Without further ado, let’s focus on some of the beaten-down names offering high dividend yields that are sustainable in the long run.
Enbridge
With a year-to-date decline of about 22.6% and a high dividend yield of 8.5%, Enbridge (TSX:ENB)(NYSE:ENB) is a must-have stock for income investors. The energy infrastructure giant has been paying dividends since 1953. Moreover, Enbridge’s dividends have grown at a compound annual growth rate (CAGR) of 14% since 2008.
While an uncertain energy outlook remains a drag, Enbridge’s diverse cash flow streams ensure that its payouts are safe. The company’s gas and renewable power business continue to perform well, while the long-term contractual arrangements reduce volume and price risks.

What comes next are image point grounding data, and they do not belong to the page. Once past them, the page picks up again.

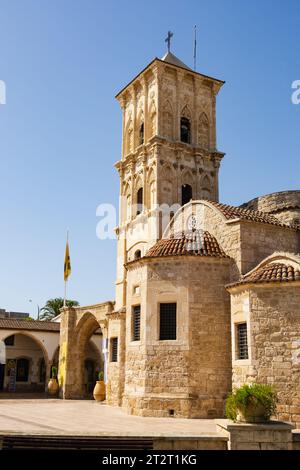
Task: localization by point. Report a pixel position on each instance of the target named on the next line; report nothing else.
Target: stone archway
(84, 343)
(26, 355)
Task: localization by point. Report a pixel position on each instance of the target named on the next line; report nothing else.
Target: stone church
(207, 294)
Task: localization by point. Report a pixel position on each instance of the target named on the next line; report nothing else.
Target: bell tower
(169, 152)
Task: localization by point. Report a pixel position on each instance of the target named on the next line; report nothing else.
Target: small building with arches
(31, 348)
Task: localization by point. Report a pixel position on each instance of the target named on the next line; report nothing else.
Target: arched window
(204, 132)
(42, 371)
(185, 130)
(22, 370)
(139, 201)
(186, 194)
(141, 136)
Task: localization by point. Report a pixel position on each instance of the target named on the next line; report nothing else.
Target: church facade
(207, 294)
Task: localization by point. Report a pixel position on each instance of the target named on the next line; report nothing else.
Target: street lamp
(38, 308)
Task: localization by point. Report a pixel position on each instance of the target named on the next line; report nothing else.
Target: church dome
(193, 243)
(271, 272)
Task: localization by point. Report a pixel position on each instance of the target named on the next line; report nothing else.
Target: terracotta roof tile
(272, 272)
(232, 212)
(33, 325)
(196, 243)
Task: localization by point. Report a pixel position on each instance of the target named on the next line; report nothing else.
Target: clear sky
(63, 61)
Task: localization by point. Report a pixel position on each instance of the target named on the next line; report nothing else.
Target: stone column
(146, 114)
(68, 360)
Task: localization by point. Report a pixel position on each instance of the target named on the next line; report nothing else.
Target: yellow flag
(67, 265)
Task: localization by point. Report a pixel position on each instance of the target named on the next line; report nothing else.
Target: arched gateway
(85, 350)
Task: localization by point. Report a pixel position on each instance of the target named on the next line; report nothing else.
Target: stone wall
(284, 205)
(273, 319)
(116, 370)
(189, 376)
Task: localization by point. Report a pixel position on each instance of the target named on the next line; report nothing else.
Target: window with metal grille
(167, 324)
(242, 341)
(136, 323)
(10, 340)
(114, 349)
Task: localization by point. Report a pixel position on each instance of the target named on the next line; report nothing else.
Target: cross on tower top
(168, 39)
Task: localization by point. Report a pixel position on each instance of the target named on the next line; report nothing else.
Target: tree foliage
(53, 306)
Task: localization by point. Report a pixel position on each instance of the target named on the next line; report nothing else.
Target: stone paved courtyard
(79, 417)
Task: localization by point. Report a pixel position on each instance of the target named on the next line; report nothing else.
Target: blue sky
(63, 61)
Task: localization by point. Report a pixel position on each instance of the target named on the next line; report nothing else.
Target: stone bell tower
(169, 152)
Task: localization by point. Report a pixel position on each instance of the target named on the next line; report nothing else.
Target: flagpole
(195, 47)
(66, 280)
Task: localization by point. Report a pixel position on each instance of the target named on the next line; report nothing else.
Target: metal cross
(168, 40)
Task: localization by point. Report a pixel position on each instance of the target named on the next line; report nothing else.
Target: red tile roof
(34, 325)
(232, 212)
(196, 243)
(272, 272)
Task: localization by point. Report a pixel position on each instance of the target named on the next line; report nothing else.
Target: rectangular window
(242, 342)
(136, 323)
(167, 321)
(10, 341)
(114, 349)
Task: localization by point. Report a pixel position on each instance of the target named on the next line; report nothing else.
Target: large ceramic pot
(53, 387)
(99, 391)
(252, 414)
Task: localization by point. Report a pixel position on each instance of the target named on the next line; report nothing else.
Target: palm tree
(53, 306)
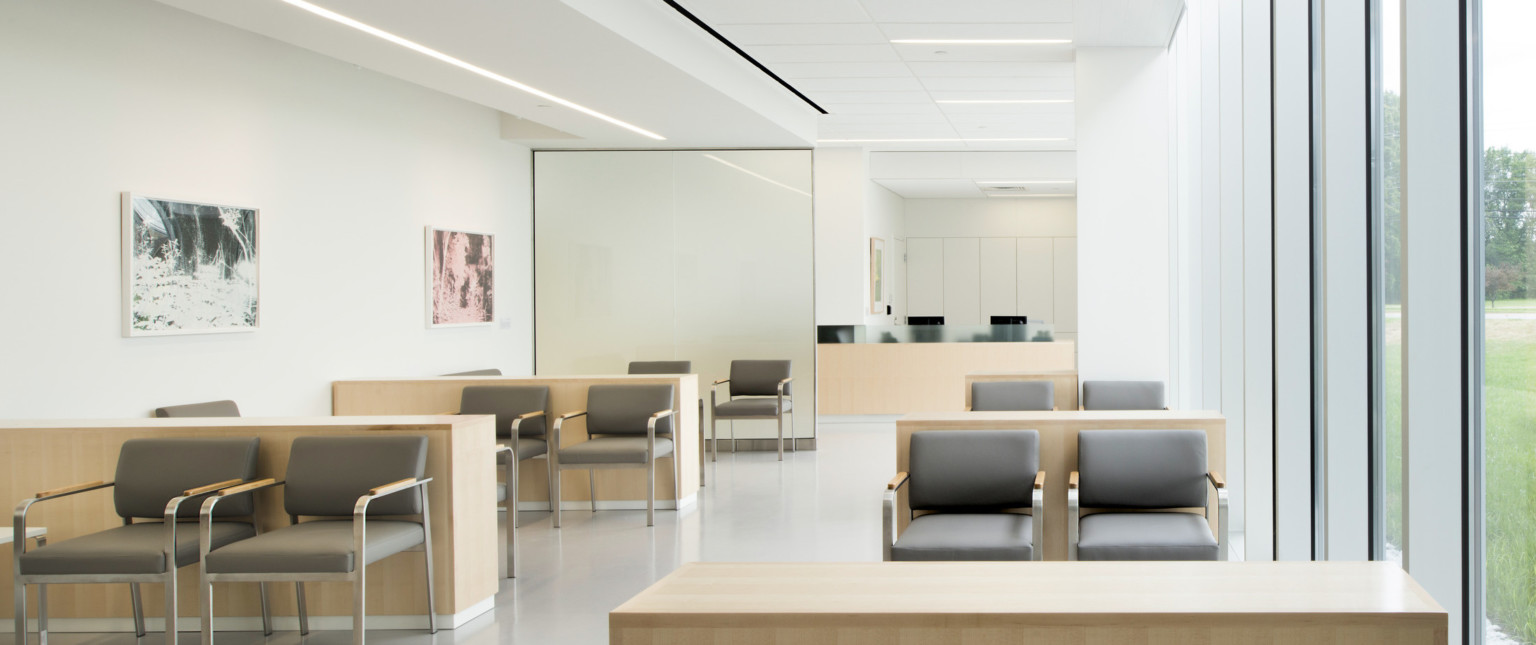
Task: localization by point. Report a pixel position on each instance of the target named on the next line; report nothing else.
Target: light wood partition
(1032, 602)
(1063, 384)
(616, 489)
(42, 455)
(896, 378)
(1059, 447)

Enbridge’s mainline throughput volumes are likely to improve with the pickup in the economic activities and support the recovery in its stock. The pullback in its stock presents an excellent buying opportunity for investors to play the recovery rally in energy stocks while benefiting from steady dividend income.
Canadian Utilities
Shares of the utility giant Canadian Utilities (TSX:CU) should also be part of your income portfolio, thanks to the company’s long history of consistently increasing its dividends (for 48 years in a row). Canadian Utilities stock is down about 10.5% year to date and offers a high yield of 5.2%, which is very safe.
The company’s most of the earnings come from the regulated utility business, implying that its cash flows are stable and are likely to support its future payouts. Canadian Utilities expects to invest $3.5 billion in contracted assets in the coming years, which is likely to strengthen its cash flows.
Investors should note that Canadian Utilities’s investments in regulated assets should help grow its rate base and, in turn, its dividends in the coming years.
Bank of Montreal
Bank of Montreal (TSX:BMO)(NYSE:BMO) is another beaten-down stock offering a high dividend yield. Shares of Bank of Montreal are down about 14% year to date and offer an annual yield of 5%.
While interest rate cuts and a significant surge in provisions weighed on the shares of the banks, a continued improvement in loan and deposit volumes are supporting the recovery in Bank of Montreal stock.
Bank of Montreal’s diversified businesses and expected improvement in credit losses provisions should cushion its bottom line and, in turn, its payouts. The bank’s top line improved both sequentially and year over year during the most recent quarter, reflecting an expansion of its balance sheet. Further, its pre-provision, pre-tax earnings recorded double-digit growth. The bank has paid dividends since 1829. Meanwhile, it has been growing at a healthy mid- to high-single-digit range over the past several years.
Bottom line
Though the pandemic has dragged the shares of these companies down, the dividend payouts remain safe. All these companies generate high-quality earnings that continue to support future dividends. Income investors looking for high yields could consider buying these dividend-paying stocks that offer great value.